A is faster than B. Every second he increases distance between A and B. They will meet for the first time again when he increases distance between them by one full circle. (Say the lap is of 100m. He keeps increasing distance between them. When he is 90 m ahead of him, it is the same as 10 m behind him because they are moving in a circle. Finally when he is 100 m ahead of him, he is exactly 1 lap ahead and hence both are at the same point).

A takes 70 secs for one full lap. So he covers 4.5 laps in exactly 70*4.5 = 315 seconds.

In 315 secs, B completes 3.5 laps. So for each lap, he takes 315/3.5 = 90 secs

Answer (A)


How did you get "In 315 secs, B completes 3.5 laps."? Please elaborate.

Divyadisha

A covers 4.5 laps in 315 seconds. This is when they meet. So B has also been running for 315 seconds. How much distance will he cover in this time?
Think about it: If B was still on his first lap, A would have met him in his second lap.
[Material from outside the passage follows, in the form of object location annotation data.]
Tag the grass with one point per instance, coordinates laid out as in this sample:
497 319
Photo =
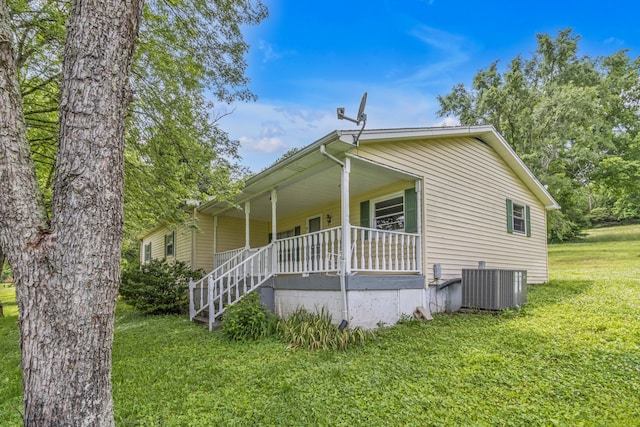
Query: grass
570 357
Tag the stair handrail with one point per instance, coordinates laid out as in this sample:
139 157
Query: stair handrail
193 312
236 276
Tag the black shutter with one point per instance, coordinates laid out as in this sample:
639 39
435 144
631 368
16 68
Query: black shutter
410 210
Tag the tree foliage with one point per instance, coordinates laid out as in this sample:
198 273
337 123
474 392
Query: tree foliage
573 119
190 54
158 287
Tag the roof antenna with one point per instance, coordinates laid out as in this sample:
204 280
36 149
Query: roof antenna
361 118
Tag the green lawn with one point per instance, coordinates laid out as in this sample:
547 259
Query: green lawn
570 357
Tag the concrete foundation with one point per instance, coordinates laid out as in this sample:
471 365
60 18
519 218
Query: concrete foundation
372 300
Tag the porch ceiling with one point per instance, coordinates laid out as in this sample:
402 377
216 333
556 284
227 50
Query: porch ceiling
311 185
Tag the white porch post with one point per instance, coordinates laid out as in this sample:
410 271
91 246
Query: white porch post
344 208
274 230
419 228
346 236
274 202
247 211
215 240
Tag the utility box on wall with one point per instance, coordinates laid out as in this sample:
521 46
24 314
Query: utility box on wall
491 289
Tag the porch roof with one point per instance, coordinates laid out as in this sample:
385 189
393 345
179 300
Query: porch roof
309 179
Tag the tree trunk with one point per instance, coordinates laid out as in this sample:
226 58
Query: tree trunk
67 270
1 262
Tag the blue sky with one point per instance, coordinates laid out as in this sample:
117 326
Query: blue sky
308 58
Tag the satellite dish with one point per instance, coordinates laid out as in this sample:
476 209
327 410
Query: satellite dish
360 118
363 102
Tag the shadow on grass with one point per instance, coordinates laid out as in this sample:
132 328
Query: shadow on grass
556 291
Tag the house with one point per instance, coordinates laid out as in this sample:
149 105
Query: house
367 225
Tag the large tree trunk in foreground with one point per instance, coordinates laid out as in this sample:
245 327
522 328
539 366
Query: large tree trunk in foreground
67 271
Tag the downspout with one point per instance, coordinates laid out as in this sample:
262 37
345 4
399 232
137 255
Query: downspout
193 240
346 236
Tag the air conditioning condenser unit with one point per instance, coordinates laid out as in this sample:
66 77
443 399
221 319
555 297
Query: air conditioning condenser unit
493 289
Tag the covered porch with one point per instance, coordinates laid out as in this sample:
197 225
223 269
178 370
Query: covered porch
371 251
313 226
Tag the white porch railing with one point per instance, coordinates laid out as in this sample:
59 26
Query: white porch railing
316 252
222 257
229 283
384 251
371 251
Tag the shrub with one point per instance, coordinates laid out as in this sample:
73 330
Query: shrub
158 287
248 319
314 331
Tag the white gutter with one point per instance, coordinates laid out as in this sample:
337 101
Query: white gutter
346 236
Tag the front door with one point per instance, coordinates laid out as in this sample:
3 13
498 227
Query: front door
314 224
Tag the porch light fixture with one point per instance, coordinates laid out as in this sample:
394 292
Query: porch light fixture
360 118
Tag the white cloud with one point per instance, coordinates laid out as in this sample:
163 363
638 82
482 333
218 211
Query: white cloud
270 53
263 145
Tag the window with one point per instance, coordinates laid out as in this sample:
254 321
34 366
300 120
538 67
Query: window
286 234
388 214
147 253
169 244
393 212
518 218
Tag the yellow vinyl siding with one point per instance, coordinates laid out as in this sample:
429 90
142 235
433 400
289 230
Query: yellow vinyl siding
464 208
156 237
203 245
231 233
183 245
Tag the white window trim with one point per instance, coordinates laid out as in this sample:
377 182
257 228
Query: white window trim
144 253
515 203
173 245
314 217
372 207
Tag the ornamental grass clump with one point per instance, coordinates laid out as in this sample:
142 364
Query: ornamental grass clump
158 287
315 331
248 320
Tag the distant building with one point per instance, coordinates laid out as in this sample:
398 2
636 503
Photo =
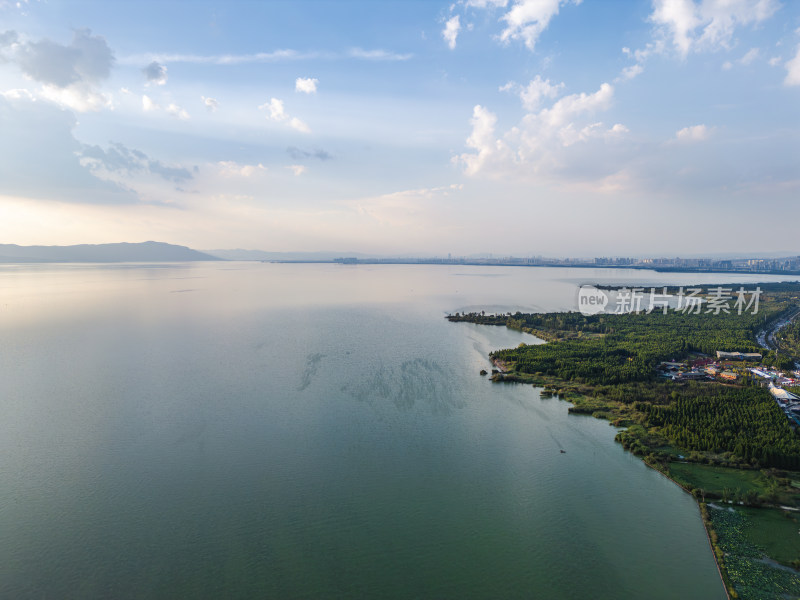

Why? Because B would be somewhere on the circular path when A takes his second lap. So he would have met B then. But A met him for the first time after 4.5 laps.
Since they are both running in the same direction, till the time they cover equal number of laps (perhaps A is very slightly faster than B), they don't meet. B lags behind A. But when A covers a distance of 1 lap more than B, he has to cross B again (since they are running on the same circular path).

Try to draw a diagram to imagine it. They meet for the first time when A covers exactly 1 lap more than B.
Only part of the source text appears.